Confusion regarding the scalar potential

[lampCable]

Homework Statement

Consider the following in cylindrical coordinates \rho,\varphi,z. An electric current flows in an infinitely long straight cylindrical wire with the radius R. The magnetic field \mathbf{B} outside of the thread is \textbf{B}(\textbf{r})=\frac{I\mu_0}{2\pi}\frac{\mathbf{e}_{\varphi}}{\rho}, ρ>R. We want to determine wether \mathbf{B} has a scalar potential or not.

Homework Equations

The Attempt at a Solution

Since the domain is not simply connected, there is no use showing that \nabla\times\mathbf{B}=\mathbf{0} for ρ>R. Therefore, we must show that for all points P and Q the line integral of \mathbf{B} from P to Q is independent of path, since this implies that \mathbf{B} has a scalar potential.

Consider a circle, C, that is concentric with the cylindrical wire with radius R_1 such that R_1>R. Line integration of \mathbf{B} over the closed curve C yields \oint_C\mathbf{B}⋅d\mathbf{r} = [d\mathbf{r} = R_1d\varphi\mathbf{e}_{\varphi}] = \frac{I\mu_0}{2\pi}\int^{2\pi}_0\mathbf{e}_{\varphi}⋅\mathbf{e}_{\varphi}d\varphi = I\mu_0 \neq 0. But this says that \mathbf{B} is dependent of path, and therefore \mathbf{B} does not have a scalar potential.

However, if we now consider the function \phi(\varphi) = \frac{I\mu_0}{2\pi}\varphi, we observe that \nabla\phi = \frac{1}{\rho}\frac{I\mu_0}{2\pi}\mathbf{e}_\varphi = \mathbf{B}. But this says that \mathbf{B} is independent of path, and therefore \mathbf{B} has a scalar potential.

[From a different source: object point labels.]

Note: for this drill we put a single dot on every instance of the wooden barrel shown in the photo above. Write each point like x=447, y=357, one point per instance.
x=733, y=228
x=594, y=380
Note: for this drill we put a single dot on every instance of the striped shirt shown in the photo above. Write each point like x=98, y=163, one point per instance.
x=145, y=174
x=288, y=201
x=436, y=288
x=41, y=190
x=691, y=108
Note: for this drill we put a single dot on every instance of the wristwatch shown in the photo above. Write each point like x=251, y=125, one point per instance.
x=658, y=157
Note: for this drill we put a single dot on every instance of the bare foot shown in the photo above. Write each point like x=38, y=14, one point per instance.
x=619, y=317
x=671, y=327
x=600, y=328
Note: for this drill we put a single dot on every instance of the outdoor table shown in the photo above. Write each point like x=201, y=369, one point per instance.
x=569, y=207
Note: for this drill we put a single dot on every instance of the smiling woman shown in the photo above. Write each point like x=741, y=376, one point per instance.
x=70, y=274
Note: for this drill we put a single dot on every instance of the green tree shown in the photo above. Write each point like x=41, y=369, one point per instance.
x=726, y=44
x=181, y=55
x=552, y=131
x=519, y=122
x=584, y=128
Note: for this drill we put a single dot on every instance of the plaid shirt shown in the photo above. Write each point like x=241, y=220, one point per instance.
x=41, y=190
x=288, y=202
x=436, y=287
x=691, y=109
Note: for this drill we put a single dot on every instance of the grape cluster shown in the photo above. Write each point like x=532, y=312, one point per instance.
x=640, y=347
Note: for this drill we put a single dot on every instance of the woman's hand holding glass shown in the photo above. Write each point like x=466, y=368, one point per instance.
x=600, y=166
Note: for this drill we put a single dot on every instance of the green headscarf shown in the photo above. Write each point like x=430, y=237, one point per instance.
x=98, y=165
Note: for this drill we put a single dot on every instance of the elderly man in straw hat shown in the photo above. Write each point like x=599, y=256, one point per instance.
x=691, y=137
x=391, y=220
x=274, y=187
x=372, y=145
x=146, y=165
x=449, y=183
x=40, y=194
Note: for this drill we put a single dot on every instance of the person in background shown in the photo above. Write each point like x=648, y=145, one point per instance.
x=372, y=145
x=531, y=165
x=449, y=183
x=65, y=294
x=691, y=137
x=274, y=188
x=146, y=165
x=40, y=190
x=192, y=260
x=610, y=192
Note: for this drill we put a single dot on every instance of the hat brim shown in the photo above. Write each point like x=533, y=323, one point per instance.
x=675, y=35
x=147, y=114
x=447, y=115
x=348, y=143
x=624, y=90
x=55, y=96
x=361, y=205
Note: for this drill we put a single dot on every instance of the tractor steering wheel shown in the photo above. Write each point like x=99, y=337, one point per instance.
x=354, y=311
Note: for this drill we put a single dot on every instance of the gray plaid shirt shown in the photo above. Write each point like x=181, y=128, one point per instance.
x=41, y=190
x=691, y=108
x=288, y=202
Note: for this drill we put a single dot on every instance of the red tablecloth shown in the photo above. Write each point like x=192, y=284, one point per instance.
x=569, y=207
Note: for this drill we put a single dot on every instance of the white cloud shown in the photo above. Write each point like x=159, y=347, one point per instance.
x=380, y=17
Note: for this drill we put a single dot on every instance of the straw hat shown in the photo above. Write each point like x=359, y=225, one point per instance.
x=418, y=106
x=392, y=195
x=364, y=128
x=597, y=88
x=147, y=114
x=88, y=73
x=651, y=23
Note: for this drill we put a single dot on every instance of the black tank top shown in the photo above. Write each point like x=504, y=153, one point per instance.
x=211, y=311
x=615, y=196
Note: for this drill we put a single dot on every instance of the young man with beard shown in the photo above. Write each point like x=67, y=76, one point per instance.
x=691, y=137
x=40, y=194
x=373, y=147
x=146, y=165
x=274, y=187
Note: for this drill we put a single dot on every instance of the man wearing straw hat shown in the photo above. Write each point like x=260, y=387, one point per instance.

And so, we end up with a contradiction. Since I am very confident that the line integral of \mathbf{B} over C is correct, I assume that there is something in the last part that is wrong, but I cannot find the error.

 

[pasmith]

Your problem here is that \varphi lies between 0 and 2\pi, but both \varphi = 0 and \varphi = 2\pi represent the same physical half-plane. Thus if \phi = k\varphi, k \neq 0, then there is a half-plane where \phi is discontinuous: from one side \phi \to 0 and from the other \phi \to 2k\pi. This is a problem for the existence of \nabla \phi *everywhere* in \rho > R.

To avoid this problem, physically acceptable scalar or vector fields are always periodic in \varphi with period 2\pi.

(The other way to avoid this is to admit multivalued potentials, in which case yes, \nabla (k\varphi) = (k/\rho)\mathbf{e}_{\varphi}.)